In recent years, a special focus has been placed on the functions of vitamin D, or better called hormone D -according to experts-, which go beyond its recognized bone functions. Vitamin D is a powerful hormone whose main functions are the intestinal absorption of calcium and phosphorus and bone mineralization. But, in addition, different epidemiological studies have shown an association between vitamin D deficiency and the appearance and greater severity of numerous chronic diseases such as diabetes, cardiovascular diseases, autoimmune diseases or some cancers. In psychiatry, hypovitaminosis D has been linked to depression, bipolar disorder, schizophrenia, other psychoses, and autism.
At the neurological level, the aforementioned hormone is necessary for normal brain development and has neuroprotective functions thanks to its involvement in the modulation of neurotransmitter synthesis, nerve growth factor and the reduction of oxidative stress.
Scientific evidence suggests that there is a relationship between vitamin D deficiency and various mental illnesses. Specifically, in a recent study conducted on psychosis in the United Kingdom, only 25% of patients had levels above 20 ng/ml of 25-hydroxyvitamin D.
Similarly, there is clinical research showing the correlation between vitamin D deficiency and other psychiatric illnesses such as depression, autism, or suicide.
“Vitamin D is a vulnerability factor for psychiatric illness. People with mental illness tend to go outdoors less and have poorer nutrition, especially in acute moments of illness. Therefore, they are a population at risk of deficit, higher than the risk in the general population”, comments the Dr. Ana González-Pinto, President of the Spanish Foundation for Psychiatry and Mental Health.

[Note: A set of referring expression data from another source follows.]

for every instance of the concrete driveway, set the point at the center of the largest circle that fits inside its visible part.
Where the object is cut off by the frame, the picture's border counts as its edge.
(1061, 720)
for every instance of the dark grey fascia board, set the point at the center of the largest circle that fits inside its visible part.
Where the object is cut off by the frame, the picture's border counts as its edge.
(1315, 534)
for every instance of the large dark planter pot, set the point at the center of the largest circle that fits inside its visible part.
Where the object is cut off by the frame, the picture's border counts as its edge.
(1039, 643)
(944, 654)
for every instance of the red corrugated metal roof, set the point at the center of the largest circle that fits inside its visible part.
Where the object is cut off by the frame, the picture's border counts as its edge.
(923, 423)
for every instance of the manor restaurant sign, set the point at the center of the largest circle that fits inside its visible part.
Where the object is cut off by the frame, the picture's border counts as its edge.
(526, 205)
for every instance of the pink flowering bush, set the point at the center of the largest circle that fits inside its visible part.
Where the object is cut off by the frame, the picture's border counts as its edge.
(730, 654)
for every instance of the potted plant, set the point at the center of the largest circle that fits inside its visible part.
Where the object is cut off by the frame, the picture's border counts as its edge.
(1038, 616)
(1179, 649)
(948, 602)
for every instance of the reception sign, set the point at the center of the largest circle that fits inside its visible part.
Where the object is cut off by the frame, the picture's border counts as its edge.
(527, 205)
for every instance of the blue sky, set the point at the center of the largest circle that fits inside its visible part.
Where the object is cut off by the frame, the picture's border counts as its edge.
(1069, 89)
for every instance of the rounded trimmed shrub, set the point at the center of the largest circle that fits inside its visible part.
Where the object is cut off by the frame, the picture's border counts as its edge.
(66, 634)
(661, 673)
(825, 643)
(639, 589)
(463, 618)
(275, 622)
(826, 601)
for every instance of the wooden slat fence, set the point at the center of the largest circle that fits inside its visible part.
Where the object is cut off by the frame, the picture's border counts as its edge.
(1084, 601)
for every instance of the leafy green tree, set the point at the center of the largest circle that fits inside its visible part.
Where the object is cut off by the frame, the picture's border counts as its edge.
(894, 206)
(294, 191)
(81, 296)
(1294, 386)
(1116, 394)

Specialists highlight the importance of identifying and treating vitamin D deficiency, since it could provide important benefits for psychiatric patients and even have a positive effect on the course of the psychiatric illness itself.
“Given the high prevalence of vitamin D deficiency in mental illnesses and its relationship with the appearance of different comorbidities, greater awareness among professionals in the field of psychiatry would be desirable. And, to deal with the problem, the levels of 25-hydroxyvitamin-D should be determined in psychiatric patients and supplementation in cases where it is necessary, “says the specialist.
Experts stress that mental illnesses are complex and require multiple approaches, and vitamin D may be a factor in a subgroup of patients. There are different options for the treatment of vitamin D deficiency. One of them, calcifediol, has a number of advantages over another therapeutic option, cholecalciferol, as it is more powerful, faster, does not require hepatic hydroxylation, and is better absorbed. Therefore, calcifediol raises serum levels of 25-hydroxyvitamin-D3 to a greater extent and more rapidly than cholecalciferol.